In this type of methodologies, a model is constructed to represent the failure-free behaviour of the physical system, and it is used to check if an incoming sensor reading does not match it, producing a failure warning (or alarm) in such a case. We will start from the methodology detailed in ²², adapted to our case of such general problems. However, as we will discuss in Section 4, the previous methodology has problems in some specific circumstances. In order to improve the performance of our DSS in such cases, we have introduced a new model definition (in addition to the failure-free behaviour one) to represent the anomalous behaviour. As an overview, the workflow of our DSS is shown in Figure 4.

Fig. 4.

System behaviour

Every cycle (reading-detection) has the following behaviour: (1) readings are taken from the sensors and stored in a data base; (2) these readings, possibly manipulated, give rise to the observations entered into the expert system for classification; (3) the probabilistic expert system (composed of two Bayesian networks) computes the prediction (fault or non-fault); (4) if a possible failure has been identified, an alarm is generated and a human operator supervises it; finally (5) the knowledge-base is updated according to this information (false or true positive alarm).
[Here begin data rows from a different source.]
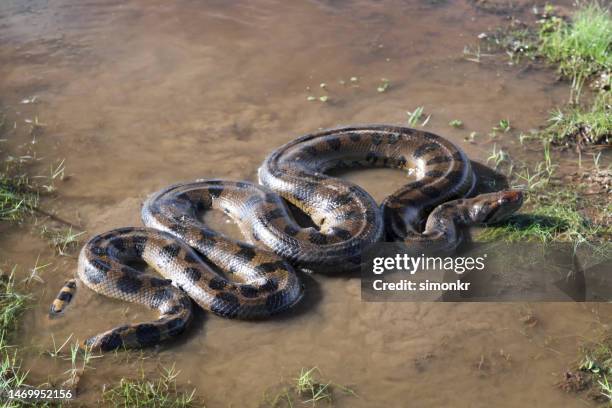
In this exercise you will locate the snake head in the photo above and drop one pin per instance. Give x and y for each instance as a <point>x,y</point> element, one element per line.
<point>495,207</point>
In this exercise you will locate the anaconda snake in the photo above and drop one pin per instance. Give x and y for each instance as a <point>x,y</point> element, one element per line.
<point>426,214</point>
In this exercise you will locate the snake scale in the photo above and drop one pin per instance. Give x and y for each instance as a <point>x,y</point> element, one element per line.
<point>256,278</point>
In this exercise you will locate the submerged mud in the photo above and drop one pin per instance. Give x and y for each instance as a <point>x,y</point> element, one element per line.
<point>142,94</point>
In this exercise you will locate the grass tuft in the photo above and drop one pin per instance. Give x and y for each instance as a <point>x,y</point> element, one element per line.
<point>146,393</point>
<point>582,126</point>
<point>307,389</point>
<point>12,304</point>
<point>581,48</point>
<point>16,197</point>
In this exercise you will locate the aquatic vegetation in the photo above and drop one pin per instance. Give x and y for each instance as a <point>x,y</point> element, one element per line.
<point>308,388</point>
<point>592,372</point>
<point>580,48</point>
<point>415,117</point>
<point>582,125</point>
<point>16,197</point>
<point>12,304</point>
<point>456,123</point>
<point>144,392</point>
<point>552,211</point>
<point>384,85</point>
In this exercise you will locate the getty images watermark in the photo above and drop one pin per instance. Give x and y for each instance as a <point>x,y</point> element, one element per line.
<point>489,272</point>
<point>404,263</point>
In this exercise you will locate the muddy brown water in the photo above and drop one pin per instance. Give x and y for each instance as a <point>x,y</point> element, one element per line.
<point>136,95</point>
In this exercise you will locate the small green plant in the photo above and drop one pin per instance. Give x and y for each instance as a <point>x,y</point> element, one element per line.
<point>143,392</point>
<point>12,304</point>
<point>503,126</point>
<point>309,389</point>
<point>580,48</point>
<point>16,197</point>
<point>582,126</point>
<point>384,85</point>
<point>498,156</point>
<point>415,116</point>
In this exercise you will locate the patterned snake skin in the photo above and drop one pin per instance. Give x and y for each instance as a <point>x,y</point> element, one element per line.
<point>427,214</point>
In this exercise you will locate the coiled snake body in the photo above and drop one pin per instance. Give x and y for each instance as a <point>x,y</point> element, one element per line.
<point>426,214</point>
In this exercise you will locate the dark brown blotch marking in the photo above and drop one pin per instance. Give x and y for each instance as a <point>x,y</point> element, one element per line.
<point>274,214</point>
<point>148,334</point>
<point>425,148</point>
<point>439,160</point>
<point>334,143</point>
<point>225,304</point>
<point>317,238</point>
<point>249,291</point>
<point>246,252</point>
<point>434,174</point>
<point>171,251</point>
<point>128,283</point>
<point>355,137</point>
<point>215,191</point>
<point>217,283</point>
<point>269,286</point>
<point>193,274</point>
<point>290,230</point>
<point>430,191</point>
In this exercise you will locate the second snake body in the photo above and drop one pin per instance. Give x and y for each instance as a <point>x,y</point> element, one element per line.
<point>256,278</point>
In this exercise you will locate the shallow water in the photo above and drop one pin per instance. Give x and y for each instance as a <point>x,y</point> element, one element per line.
<point>141,94</point>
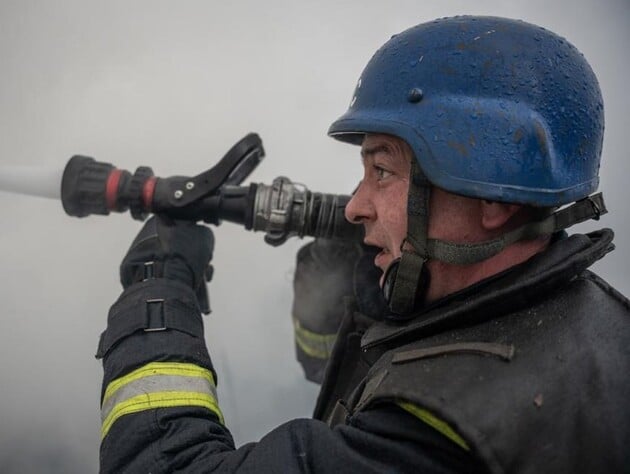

Therefore, the proposed DSS has been designed as a generic tool, where no specific problem domain has been considered. Nevertheless, it is noteworthy that if some previous knowledge is available, it can be incorporated to our system, as this is one of the main advantages of using a Bayesian network to represent the knowledge base. In order to deal with a so generic failure detection system, we impose the two following assumptions:

• •

  The tool needs a first stage in which it collects data from the monitored system (sensors readings) working properly, i.e. without failures. From these readings, the system will construct/learn a correct behaviour model. This is not a hard assumption, since long periods in the absence of failures are common in industrial machinery.

• •

  Some degree of supervision is needed. As we do not have prior information about how a failure looks like, once a suspicious behaviour is detected from the sensors readings because it deviates from the (learnt) correct behaviour model, we need that a human operator confirms if the detected anomalous behaviour actually corresponds to a failure in the system or if it is just a false positive. This information will be used as feedback to improve the prediction models.

This section is structured in the following subsections. First, in Subsection 3.1 we are going to describe both models for failure-free and anomalous behaviour. Then, in Subsection 3.2 we detail the metrics used in our DSS and how we combine them to detect anomalous behaviours. Finally, in Subsection 3.3 we detail how these models are updated when a human operator tells the system about false or true positive alarms.

3.1. Bayesian networks to detect anomalous behaviours

As we said before, we are going to use two Bayesian networks: ℳ_c, the model to represent failure-free behaviours and ℳ_f for anomalous behaviour.

Bayesian networks assume discrete values as inputs. However, this is not usual in the case of sensor readings, e.g. temperature. One option would be to use Hybrid Bayesian networks ⁴⁸ instead, which can deal with real input values using a conditional gaussian model. However, this approach has some drawbacks, as imposing certain restrictions about the topology of the network. Another option, used in this work, consists on applying a pre-processing discretization step, where the discretization intervals can be provided by domain experts, obtained by applying some unsupervised discretization technique ¹⁶ or just using equal width binning.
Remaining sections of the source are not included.